Importantly, a patient lacking capacity should not be denied necessary treatment.

Options include: 

  • Lasting power of attorney (LPA) 
    • This is a legal document that allows a patient to decide who can make future decisions for them should they lose the capacity to consent. An example of this includes a stroke, where the patient may lose the ability to understand the information relayed to them.
    • There are 2 types of LPA
      • health and welfare
      • property and financial affairs
    • An attorney can be anyone aged 18 and above and does not need to live in the UK. 
    • Patients can have more than one attorney
    • It can take up to 20 weeks to process this form, therefore alternative measures may need to be explored if an LPA has not yet been finalised. 


  • Advanced directive 
    • A decision made by the patient, whilst they still have the capacity to consent, to refuse certain types of treatment in the future. It takes precedence over any other decision. 
    • A common example of this is a Do Not Attempt Cardiopulmonary Resuscitation (DNACPR). 
    • Advanced directives are legally binding. This must be written and signed by the patient with a witness involved. 


  • Advanced statement 
    • This statement described the patient’s wishes, beliefs and feelings about their care and management but is not considered legally binding.
    • It can be used alongside other factors to help healthcare professionals and family members come up with a plan
  • Acting in the patient’s best interest 
    • Normally a multidisciplinary team (MDT) is required to make a decision on a patient’s management if a lasting power of attorney and advanced directive are not present. 
    • This can also used when patients are presenting in a life-threatening situation. 
    • This may also be the most sensible option if you suspect the LPA is abusing their position or the patient. 


  • Appointment of healthcare proxy 
    • For incapacitated adults, the Mental Capacity Act 2005 has set guidelines for the appointment of a proxy decision maker. 
    • A proxy can have access to their health information. 


  • Court – The Court of Protection’s Practice Direction states that some matters should be dealt by the court. Cases that would necessitate court intervention include
    • Decisions about the proposed withholding or withdrawal of artificial nutrition and hydration from a person in a permanent vegetative state or a minimally conscious state
    • Cases involving organ or bone marrow donation by a person who lacks capacity to consent
    • Cases involving non-therapeutic sterilisation of a person who lacks capacity to consent.

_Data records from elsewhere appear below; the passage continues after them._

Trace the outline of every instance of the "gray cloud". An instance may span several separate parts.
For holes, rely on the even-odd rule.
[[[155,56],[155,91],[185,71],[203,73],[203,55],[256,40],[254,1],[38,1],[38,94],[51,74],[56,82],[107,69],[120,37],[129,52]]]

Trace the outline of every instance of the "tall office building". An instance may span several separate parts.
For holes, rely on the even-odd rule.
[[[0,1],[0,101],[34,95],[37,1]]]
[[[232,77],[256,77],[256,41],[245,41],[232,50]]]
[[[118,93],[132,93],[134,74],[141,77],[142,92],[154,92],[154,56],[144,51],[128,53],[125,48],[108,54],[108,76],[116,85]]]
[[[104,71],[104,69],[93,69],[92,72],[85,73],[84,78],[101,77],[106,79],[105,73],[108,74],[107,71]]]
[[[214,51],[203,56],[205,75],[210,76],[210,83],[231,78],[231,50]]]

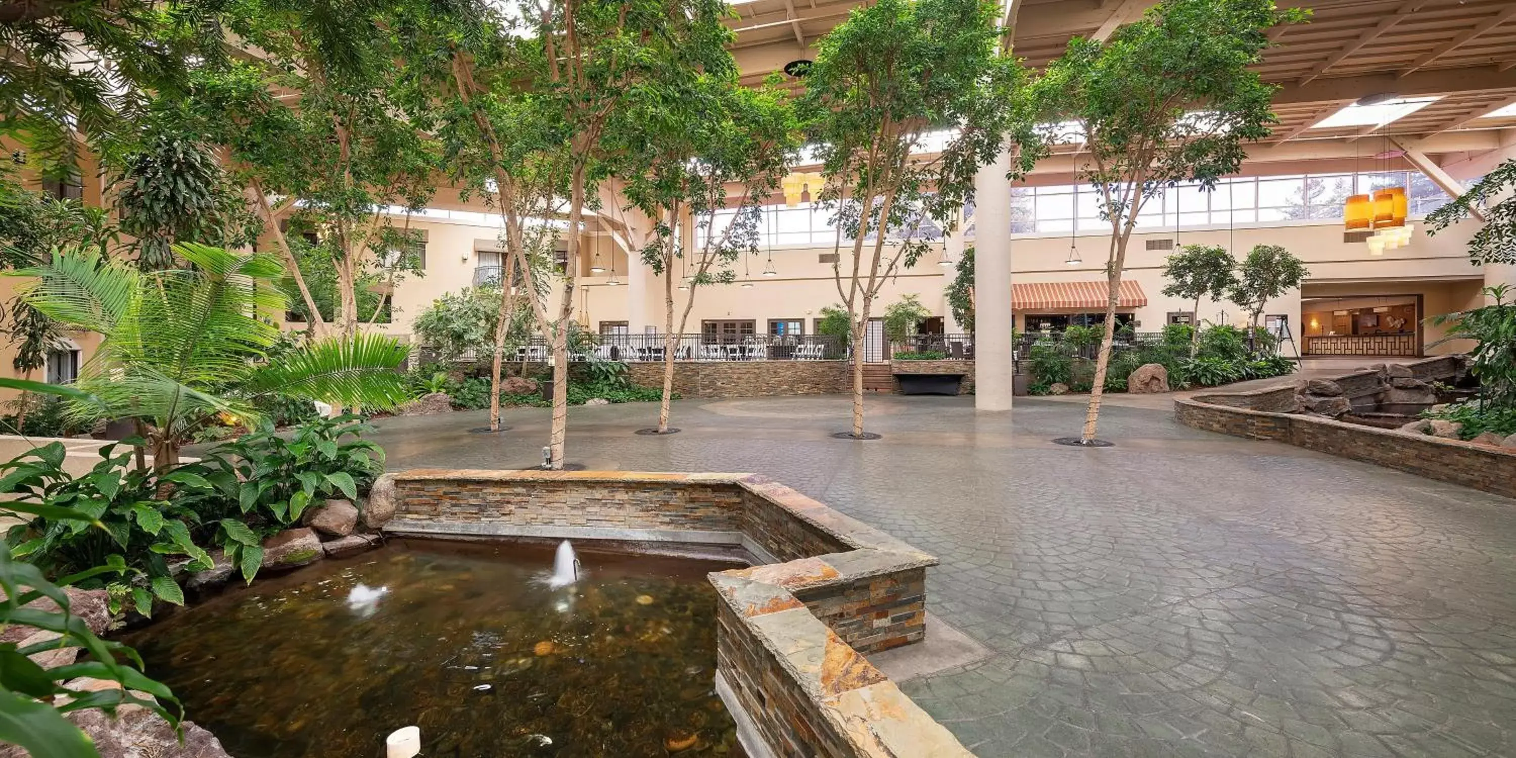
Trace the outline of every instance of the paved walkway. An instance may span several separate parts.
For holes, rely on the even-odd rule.
[[[1082,405],[846,397],[573,409],[591,468],[756,471],[941,558],[928,603],[994,653],[905,682],[978,755],[1516,755],[1516,502]],[[1137,399],[1132,399],[1137,400]],[[525,467],[541,409],[382,421],[391,468]],[[1516,476],[1516,471],[1513,471]],[[917,756],[913,756],[917,758]],[[920,756],[925,758],[925,756]]]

Consent is seen in everyday practice, and it is important to be familiar with the ethico-legal factors associated with it. A person may be capacitous to consent for some decisions and not others depending on the complexity of the situation.

It is important as healthcare professionals to not abuse the power of making decisions on behalf of patients who are unable to consent and instead endeavour to involve as many people as possible, including family and other members of the team, when making life-changing decisions.